İstanbul Üniversitesi’nde psikoloji eğitimi aldım. Hayat şartları böyle getirdi. Babam rahatsızlandı, ailede birinin çalışması ve eve bakması gerekti. Ben de daha sonra yaptığım işi iyi yapmaya çalıştım. Üniversite öğrenimimin araştırmacı yapıma çok uyduğunu ve bana yol gösterdiğini söylemek isterim. Arkasından 1973 yılında karar verdim ve dükkânı açtım. Kanuni işlemlerin sonuçlanması 1974′ü buldu. Ben 38 yıldır Mim Kemal Öke Caddesi’ndeyim. 1984 – 85′ten beri aynı mekândayım. Dedem 1881 doğumlu. İlk belgeyi 1914′te bulduğumuz için,

92

kuruluşumuzu 1914 diye benimsedik. Dedemin ilk işi antikacılıkmış. 32 saray müzayedesi yapmış. Babam bayrağı tam olarak 1947’de alıyor dedemden. Onun vefatından sonra 1947’den, 1972–73’e kadar bu işi tek başına yürütüyor. Rakipsiz üstelik. Dedem, babam ve ben… Zamanında babamla çatışmalar oldu. Ancak zaman içinde birlik olduk. Bugünkü bakışımın en önemli etkeni babam oldu. Bazı şeylere sahip olduğunuzda özellikle gençken kıymetini bilmezsiniz. Bana gelip dedemi anlatırdı, önem vermezdim. R. P. (67, erkek)

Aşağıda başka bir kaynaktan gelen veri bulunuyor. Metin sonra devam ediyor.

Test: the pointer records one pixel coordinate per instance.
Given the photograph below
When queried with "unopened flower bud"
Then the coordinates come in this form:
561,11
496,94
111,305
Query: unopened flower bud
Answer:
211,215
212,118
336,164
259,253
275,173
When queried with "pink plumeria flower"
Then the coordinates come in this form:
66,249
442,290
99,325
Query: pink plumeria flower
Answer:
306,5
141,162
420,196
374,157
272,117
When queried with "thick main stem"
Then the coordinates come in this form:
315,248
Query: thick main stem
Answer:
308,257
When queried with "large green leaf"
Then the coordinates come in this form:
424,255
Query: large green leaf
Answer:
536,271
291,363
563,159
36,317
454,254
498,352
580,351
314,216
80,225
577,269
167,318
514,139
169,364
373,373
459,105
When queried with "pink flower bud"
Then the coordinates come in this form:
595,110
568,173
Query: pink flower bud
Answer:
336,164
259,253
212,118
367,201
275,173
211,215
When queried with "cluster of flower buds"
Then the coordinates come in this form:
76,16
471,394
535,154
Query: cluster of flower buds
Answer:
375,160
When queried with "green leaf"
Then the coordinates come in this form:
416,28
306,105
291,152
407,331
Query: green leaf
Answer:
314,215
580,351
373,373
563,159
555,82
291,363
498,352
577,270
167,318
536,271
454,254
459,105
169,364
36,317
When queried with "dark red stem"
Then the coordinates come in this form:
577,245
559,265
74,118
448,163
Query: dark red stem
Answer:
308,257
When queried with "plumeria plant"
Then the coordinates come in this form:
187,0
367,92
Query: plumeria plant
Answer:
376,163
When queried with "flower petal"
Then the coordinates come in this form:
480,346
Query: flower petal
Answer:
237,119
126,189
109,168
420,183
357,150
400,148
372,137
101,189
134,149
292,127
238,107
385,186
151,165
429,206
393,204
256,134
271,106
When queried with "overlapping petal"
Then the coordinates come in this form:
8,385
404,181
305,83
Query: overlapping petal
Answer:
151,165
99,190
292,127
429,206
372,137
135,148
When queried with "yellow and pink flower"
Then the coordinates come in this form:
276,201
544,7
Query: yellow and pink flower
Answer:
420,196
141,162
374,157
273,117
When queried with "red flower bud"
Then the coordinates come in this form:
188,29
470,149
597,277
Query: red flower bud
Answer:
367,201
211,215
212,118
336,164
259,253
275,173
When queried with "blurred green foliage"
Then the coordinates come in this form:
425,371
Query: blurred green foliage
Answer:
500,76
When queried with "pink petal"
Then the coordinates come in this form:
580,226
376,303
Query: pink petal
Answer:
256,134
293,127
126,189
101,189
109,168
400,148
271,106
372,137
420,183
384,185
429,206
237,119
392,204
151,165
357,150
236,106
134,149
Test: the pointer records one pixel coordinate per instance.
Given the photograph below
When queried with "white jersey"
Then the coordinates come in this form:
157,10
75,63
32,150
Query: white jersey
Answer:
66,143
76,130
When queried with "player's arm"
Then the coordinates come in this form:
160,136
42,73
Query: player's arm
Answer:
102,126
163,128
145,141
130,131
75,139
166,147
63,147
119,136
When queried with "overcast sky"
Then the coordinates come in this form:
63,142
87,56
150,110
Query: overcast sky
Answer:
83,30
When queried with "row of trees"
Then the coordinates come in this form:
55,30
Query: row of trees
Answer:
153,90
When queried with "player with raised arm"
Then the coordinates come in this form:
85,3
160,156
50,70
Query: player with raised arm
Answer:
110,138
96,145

R. P. babasının mesleğinde açtığı yolun öneminin altını çizer:

Yani babam bana neler yap dedi diye baktığın zaman hem işte porseleni öğretti hem gümüşü öğretti mobilyayı stilleri öğretti ama bana esas öğrettikleri bana sağladığı imkânlardı. Ben o imkânlarla dili öğrendim. Ben o imkânlarla erken genç yaşta 21-22 yaşında Paris’e tek başıma gittim. Orada yaşamayı, kahve içmeyi, efendim antikacılarda sırasında çalışmayı, sırasında eğitim almayı her bakımdan kendi kendime yürümeye başladım ve oradan aldığım geniş edükasyon, liberalizm yani 1969. R. P. (67, erkek)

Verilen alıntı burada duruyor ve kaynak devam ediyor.